Extracting all functions from C++ source code
Maurizio Vitale
maurizio.vitale@polymath-solutions.com
Mon May 12 19:08:00 GMT 2008
I second this suggestion. I routinely use the xml output of doxygen
and parse it with Python scripts to extract all sort of interesting
things,
mainly for documentation purposes, but also for test generation.
OTH
Maurizio
On May 11, 2008, at 1:52 PM, Larry Martell wrote:
> On Fri, May 9, 2008 at 5:22 PM, eliss <eliss.carmine@gmail.com> wrote:
>> I'm trying to find a way to extract all the function definitions AND
>> function uses from thousands of C++ files.

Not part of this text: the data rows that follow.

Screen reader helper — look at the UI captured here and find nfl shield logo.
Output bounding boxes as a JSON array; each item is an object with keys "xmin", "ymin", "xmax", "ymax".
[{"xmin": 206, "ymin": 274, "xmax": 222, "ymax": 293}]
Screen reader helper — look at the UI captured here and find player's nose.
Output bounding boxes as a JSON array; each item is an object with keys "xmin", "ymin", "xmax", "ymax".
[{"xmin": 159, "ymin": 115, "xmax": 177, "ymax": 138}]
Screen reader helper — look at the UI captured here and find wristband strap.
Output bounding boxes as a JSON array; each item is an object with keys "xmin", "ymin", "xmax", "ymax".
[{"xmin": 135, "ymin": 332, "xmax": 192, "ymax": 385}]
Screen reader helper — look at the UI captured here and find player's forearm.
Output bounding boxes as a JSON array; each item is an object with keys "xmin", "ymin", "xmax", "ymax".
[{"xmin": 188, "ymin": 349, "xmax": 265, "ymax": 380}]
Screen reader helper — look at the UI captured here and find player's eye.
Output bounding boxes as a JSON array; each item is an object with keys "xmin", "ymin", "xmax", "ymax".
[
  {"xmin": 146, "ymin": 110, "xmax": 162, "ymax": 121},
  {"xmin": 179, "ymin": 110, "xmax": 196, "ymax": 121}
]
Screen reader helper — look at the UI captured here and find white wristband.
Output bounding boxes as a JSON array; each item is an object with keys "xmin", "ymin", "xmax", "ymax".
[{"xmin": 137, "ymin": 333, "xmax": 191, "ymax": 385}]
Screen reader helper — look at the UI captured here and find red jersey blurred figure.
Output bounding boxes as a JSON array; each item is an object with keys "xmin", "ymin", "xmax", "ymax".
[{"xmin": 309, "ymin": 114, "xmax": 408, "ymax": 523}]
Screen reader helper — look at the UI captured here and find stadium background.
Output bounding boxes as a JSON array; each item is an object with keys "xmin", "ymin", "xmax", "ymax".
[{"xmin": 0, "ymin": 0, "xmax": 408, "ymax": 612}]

For example, if foo.cpp
>> contains:
>>
>> int func(char b)
>> {
>> return 0;
>> }
>>
>> func('d'); func('e');
>> print("bar");
>>
>> Then I want to get something that tells me "int func(char b) is the
>> declaration on line 1, pos 0 ; func(char) is on line 5, pos 0 ;
>> func(char) is on line 5, pos 11 ; print(char*) is on line 6, pos 0"
>>
>> Can I use gcc or g++ to do this? I've looked into ctags, but it can
>> only get the function definitions (and they are partial or cutoff
>> sometimes). I've also tried rolling my own but the amount of grammar
>> that can be used overwhelmed me.
>
> Take a look at doxygen - I think that can do what you want.